There’s also a lack of tribal passion being displayed amongst fans. That instinctive cultural allegiance we once had to either Ford or Holden is lost – it seems no one cares anymore.
As a result, V8Supercars has been trying to evolve and reinvent itself for the past few years. It started with the introduction of ‘Car of the Future’ rules. This allowed for a new chassis to be developed which would make it easier for manufacturers to join the category. It was also meant to make a V8Supercar cheaper to build and bring it in line with more modern elements of road going cars.
But this mostly failed. Despite Volvo and Nissan joining the category officially, only one other marque was introduced – an E-Class Mercedes Benz – however that was a privately funded team entered by Erebus Motorsport. Since then, Volvo has left the sport unceremoniously and Nissan must be surely wondering why they’re involved given their poor results in a car (the Nissan Ultima) that was also unsuccessful in showrooms.
More recently Supercars dropped the “V8” from its name and shifted to another new phase with the introduction of more new rules referred to as ‘Gen 2’. This blueprint goes further to entice manufacturers into the sport in an attempt to attract more funding for struggling teams. These rules really change the landscape of what V8Supercars is all about. It allows different engines – in particular turbo technology – plus the capacity to race 2 door cars. For some, these rules allow the sport to go back to its roots in Australia. For others – the purists – it spells the end of the category.
Despite the category’s willingness to entice new marques into the category, it’s failing to attract sufficient interest. Hyundai, Kia and other brands have publicly acknowledged their willingness to explore an involvement, but that’s as far as they’re willing to commit. Instead, manufacturers seem more willing to explore an involvement in GT Racing. It’s cheaper and much more closely aligned to their engineering and design DNA.
This poses a very serious threat to Supercars which is becoming more irrelevant in not only motorsport, but Australian sport in general. It’s lacking sophistication in its commercial offering especially compared to emerging sports including the A-League and Big Bash cricket which have cleverly found a critical niche in their timing and relevance. Despite the current Foxtel and Channel 10 broadcast deal providing team owners with much needed funding, its reliance on pay TV has also seen viewership drop significantly and as a result, sponsorship.

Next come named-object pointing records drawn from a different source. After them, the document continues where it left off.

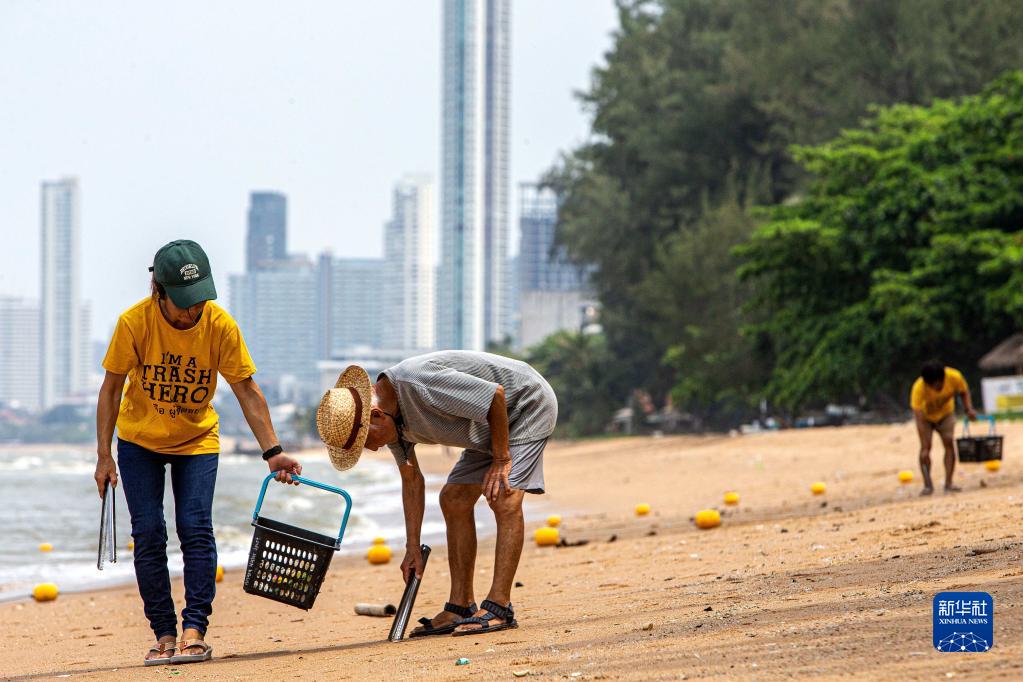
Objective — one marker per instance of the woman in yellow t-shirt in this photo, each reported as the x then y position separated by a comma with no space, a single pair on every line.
170,348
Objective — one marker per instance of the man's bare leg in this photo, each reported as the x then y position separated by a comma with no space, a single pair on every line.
457,503
510,532
924,430
949,445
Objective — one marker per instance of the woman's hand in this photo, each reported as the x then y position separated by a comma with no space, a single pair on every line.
106,469
284,466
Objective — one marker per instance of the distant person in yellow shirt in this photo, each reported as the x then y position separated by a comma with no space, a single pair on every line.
933,403
170,347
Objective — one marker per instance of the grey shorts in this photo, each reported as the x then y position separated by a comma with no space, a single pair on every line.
527,466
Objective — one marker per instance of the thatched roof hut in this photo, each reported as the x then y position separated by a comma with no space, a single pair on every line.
1007,355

Similarly, the emergence of women’s sport has seen the successful launch of the AFLW and a revitalised national netball league. Both translate to prime time viewing whilst Supercars remains stuck in the past on Saturday and Sunday afternoons. Supercars have even tried to stay in touch socially by pushing for a woman in the category. In the end, they had to settle on a foreigner – Simona de Silvestro. For some reason her personality doesn’t seem to resonate with the audience and TV. The fact she is not a local product alienated fans and has failed to draw crowds.
Compounding all of these challenges is Ford’s recent exit from the sport and Holden’s uncomfortable switch from Walkinshaw Racing to Triple 8 Racing. This, in particular, left a sour taste for fans. There was some light at the end of the tunnel for Ford fans who were hoping that Falcon would at least be replaced with Mustang. But even that has failed to eventuate which leaves the 2018 season looking like a used car yard with redundant and out of production models including the Nissan Ultima, Ford Falcon and the Holden Commodore.

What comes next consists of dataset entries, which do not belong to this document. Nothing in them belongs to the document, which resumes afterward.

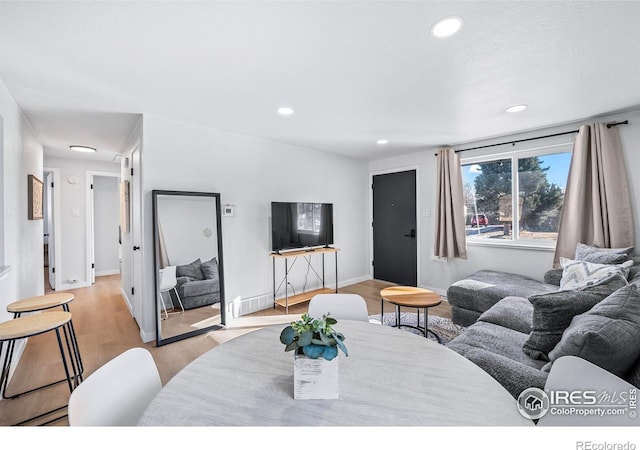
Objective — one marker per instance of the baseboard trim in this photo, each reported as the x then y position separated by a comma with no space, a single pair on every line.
104,273
67,286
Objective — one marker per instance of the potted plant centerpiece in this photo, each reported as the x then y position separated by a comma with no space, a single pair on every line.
315,345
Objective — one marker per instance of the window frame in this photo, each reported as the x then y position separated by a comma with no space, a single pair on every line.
514,155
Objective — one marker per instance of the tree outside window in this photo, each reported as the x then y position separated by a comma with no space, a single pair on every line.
489,188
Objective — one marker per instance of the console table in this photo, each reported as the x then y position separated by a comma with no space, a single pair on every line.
288,300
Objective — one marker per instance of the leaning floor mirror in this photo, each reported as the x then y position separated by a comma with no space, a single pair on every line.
188,264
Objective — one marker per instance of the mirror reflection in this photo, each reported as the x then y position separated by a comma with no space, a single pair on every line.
188,259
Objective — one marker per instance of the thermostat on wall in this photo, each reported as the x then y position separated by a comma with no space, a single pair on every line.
229,210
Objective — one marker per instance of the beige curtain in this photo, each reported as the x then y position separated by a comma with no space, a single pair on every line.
450,239
162,248
597,203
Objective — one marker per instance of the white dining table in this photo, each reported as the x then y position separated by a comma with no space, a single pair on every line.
391,378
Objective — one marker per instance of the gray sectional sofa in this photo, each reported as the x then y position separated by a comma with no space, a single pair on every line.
198,283
517,327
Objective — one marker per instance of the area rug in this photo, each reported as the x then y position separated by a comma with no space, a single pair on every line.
442,326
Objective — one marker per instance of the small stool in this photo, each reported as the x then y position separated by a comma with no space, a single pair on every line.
35,304
28,326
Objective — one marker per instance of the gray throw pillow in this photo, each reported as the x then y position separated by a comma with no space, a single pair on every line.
210,269
191,270
580,274
553,312
607,335
599,255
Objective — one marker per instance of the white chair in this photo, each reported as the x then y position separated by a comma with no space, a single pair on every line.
117,393
168,283
339,306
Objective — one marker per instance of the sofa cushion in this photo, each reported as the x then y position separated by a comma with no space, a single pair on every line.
210,269
510,312
191,270
495,339
199,287
553,312
607,335
599,255
580,274
514,376
483,289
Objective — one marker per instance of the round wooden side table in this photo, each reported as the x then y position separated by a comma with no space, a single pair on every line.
37,304
28,326
411,297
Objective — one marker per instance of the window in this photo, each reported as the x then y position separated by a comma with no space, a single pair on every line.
516,197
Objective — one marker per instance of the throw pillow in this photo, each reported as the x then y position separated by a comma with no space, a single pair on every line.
210,269
607,335
580,274
599,255
553,311
191,271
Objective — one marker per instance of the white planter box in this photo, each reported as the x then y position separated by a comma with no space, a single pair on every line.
315,378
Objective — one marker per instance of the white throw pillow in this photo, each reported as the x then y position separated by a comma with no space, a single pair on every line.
581,274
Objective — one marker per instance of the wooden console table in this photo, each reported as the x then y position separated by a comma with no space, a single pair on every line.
287,300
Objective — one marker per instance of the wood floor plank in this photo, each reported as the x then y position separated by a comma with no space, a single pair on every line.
105,328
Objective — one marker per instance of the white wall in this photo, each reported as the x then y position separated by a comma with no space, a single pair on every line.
250,173
106,213
440,275
21,240
73,212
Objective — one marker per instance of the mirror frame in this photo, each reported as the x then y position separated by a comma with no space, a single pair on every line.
156,266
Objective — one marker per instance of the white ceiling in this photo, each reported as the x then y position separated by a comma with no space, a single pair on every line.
354,72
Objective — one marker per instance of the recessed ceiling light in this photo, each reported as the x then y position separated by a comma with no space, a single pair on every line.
516,108
447,27
82,148
285,111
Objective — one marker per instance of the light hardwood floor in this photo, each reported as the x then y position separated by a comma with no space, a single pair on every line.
105,329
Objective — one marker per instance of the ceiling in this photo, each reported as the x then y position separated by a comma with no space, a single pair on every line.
354,72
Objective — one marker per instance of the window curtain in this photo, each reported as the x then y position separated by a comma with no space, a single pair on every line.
450,238
597,203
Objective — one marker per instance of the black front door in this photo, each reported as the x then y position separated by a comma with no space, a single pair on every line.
394,228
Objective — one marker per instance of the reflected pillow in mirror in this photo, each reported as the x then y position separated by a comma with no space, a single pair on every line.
210,269
191,271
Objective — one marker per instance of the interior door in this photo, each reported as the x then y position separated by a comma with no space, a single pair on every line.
51,230
136,237
395,256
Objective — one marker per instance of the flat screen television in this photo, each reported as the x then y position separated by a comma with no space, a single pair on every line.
301,225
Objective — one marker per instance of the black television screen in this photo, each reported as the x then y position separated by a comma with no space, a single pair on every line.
301,225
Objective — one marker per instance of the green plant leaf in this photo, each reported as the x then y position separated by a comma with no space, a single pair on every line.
329,353
305,338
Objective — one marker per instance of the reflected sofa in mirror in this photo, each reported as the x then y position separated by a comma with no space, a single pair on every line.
188,264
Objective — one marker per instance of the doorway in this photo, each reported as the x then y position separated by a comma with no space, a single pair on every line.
51,223
395,250
103,246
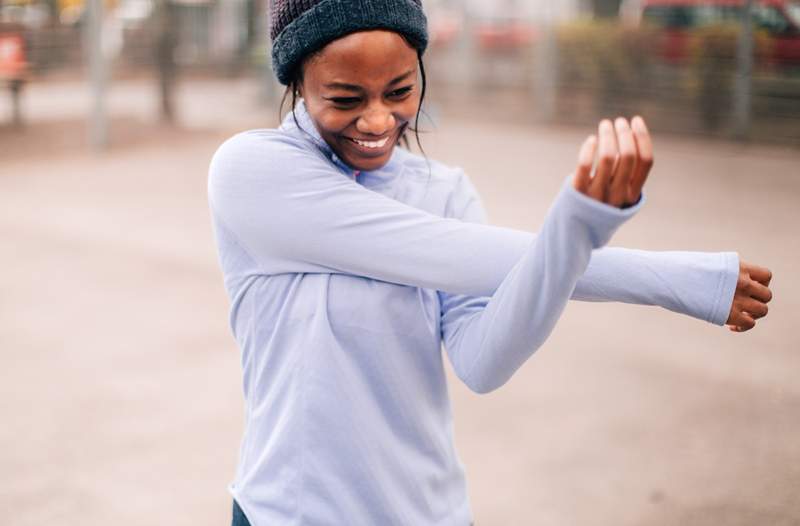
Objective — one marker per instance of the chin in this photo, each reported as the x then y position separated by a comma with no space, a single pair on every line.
368,165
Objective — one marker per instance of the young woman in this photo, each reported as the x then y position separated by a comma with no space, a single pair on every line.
349,262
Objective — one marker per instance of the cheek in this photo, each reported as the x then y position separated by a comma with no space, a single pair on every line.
329,121
408,110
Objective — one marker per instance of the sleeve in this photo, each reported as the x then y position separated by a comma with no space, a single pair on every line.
320,221
292,211
694,283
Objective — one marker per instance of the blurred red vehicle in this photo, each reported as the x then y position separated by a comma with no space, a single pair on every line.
13,64
780,19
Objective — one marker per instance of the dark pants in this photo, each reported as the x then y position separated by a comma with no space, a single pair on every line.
238,516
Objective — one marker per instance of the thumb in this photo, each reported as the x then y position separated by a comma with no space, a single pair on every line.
583,174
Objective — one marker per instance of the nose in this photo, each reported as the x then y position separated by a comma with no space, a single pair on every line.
376,120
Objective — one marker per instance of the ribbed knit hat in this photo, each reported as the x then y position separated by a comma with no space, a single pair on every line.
300,27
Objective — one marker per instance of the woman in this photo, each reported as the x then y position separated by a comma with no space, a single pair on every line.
350,261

Without a significant reinvention of the category, Supercars will be relegated to a sport that like basketball will end up with no significant TV coverage. Though Supercars have proudly boasted significant attendances at each round, they are general propped up by their ‘marquee’ events including Bathurst and Adelaide. But alarm bells must be ringing after the 2017 Adelaide event showed a significant drop in attendance for the first time. The event organisers blame the fact there was no headline concert act. But if the sport is relying on touring artists to draw a crowd, then something is wrong.